Compare this search for the investigation of drugs - sometimes the easiest way is to call for help.

"Most jails are not going to afford a pest control company to come in and treat an entire facility," says Merchant. "The question then becomes how do you know if a room, an office, an empty spot or car has bed bugs ... some people are going with a bed bug sniffing dogs."

While the pest control industry hasn't required certification, in its best practices document the National Pest Management Association has stated bug sniffing canines "should be" certified. NESDCA is involved with certifying of the canine in regards to pest control.

Taking a cue from law enforcement, the tactics in imprinting and training the pest control dog were copied on how to imprint narcotics - with a slight twist. While the narcotic K9 officer might be able to find several types of drugs, pest control teams are searching for a single type of bug.

In one incident, Skinner had gone to one location where the owner was claiming being bitten by bed bugs. After a 30-minute search, he found nothing. He then called a bed bug-sniffing team who found the bugs within 10 minutes.

Manually searching can be labor intensive and, depending on the size of the location, may take hours which increases the cost. "It's a lot faster and becomes cheaper because you can cover a lot more ground, can do a lot more inspections faster and be a lot more accurate," says Skinner.

When a canine bed bug team aren't available, a few helpful tools can help the search be that much more effective.

"One of the thigns that all facilities should be using are vacuums with HEPA filters," says Bryan. These types of filters are fine enough to trap the bed bug egg and adults.

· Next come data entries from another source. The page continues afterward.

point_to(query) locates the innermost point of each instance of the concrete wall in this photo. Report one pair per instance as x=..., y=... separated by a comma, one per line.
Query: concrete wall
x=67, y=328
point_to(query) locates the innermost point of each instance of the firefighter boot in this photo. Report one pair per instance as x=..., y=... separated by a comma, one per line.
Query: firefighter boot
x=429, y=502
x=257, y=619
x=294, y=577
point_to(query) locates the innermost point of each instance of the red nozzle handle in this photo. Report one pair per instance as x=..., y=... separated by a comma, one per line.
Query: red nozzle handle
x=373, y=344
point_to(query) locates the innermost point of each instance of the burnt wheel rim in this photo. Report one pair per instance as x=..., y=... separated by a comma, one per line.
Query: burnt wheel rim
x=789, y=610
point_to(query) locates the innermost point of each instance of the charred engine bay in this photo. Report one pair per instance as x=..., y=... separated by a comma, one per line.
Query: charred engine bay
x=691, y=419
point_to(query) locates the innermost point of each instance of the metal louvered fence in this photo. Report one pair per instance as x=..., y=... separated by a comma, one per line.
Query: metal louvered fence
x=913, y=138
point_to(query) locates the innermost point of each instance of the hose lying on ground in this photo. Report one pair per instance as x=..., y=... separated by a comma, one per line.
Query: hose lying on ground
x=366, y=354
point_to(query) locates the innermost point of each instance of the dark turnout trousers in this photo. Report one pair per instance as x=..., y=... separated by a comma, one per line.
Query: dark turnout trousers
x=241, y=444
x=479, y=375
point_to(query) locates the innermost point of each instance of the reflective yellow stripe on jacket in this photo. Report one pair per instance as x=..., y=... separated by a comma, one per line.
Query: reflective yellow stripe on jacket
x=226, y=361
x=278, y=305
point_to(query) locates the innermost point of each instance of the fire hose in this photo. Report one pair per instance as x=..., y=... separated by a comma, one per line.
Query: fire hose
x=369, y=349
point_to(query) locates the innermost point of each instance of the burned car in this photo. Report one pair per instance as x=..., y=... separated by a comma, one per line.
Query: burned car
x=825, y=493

He explains that vacuums have to use HEPA filters because regular vacuum can spread the bugs through the exhaust.

He also adds that vacuumming is not the cure to this epidemic. "If anybody suggests to you that there is some magic bullet, it just doesn't exist," says Bryan.

A few basic tools that can help an officer conduct the search for bed bugs include:

  • A good flashlight
  • A magnifying glass
  • A standard screwdriver
  • A strong thin object, like a credit card, to stick into and manipulate cracks and crevices
  • A small handheld mirror, like a dental mirror

Searches can include:

Beds, couches and chairs - remove sheets and pillowcases and inspect the mattress, parts around the mattress. Officers should look for black or blood-colored spotting. Experts suggest using lighter-colored fabrics to make this easier. It is recommended to wash the removed sheets and pillowcases and store them in a sealed container, like plastic bags to avoid re-infestation. The mattress should be washed with soap and water.

"There are so many places on a mattress a bed bug can hide," says Merchant. He suggests looking at buttons, welting, folds in the fabric, any place that's got a little crevice for them to squeeze into.

The walls - look into any cracks and crevices, any place that is "safe" and dark. Open any electrical plates and sockets and look in the walls for eggs, shells or bed bug feces.

In her experience in her fire department, Sheaks feels that nobody thinks they are going to get bed bugs, but once they find out the bugs are all over their jurisdiction they are grateful directives were set in place to take care of the problem.

"We have a directive that our bunk room in the fire horse has to be cleaned every Monday," she says. Adding that people have to stay on it, "once a week isn't anything, not when it comes down to when you actually get them and the cost that's going to involved in getting rid of them."

And getting rid of them can be complicated.

Once found, Sheaks advises to call a professional pest control/pesticide company. While there are commerically available products, many departments and facilities have a regulation requiring a commerical applicator license to spray such chemcials.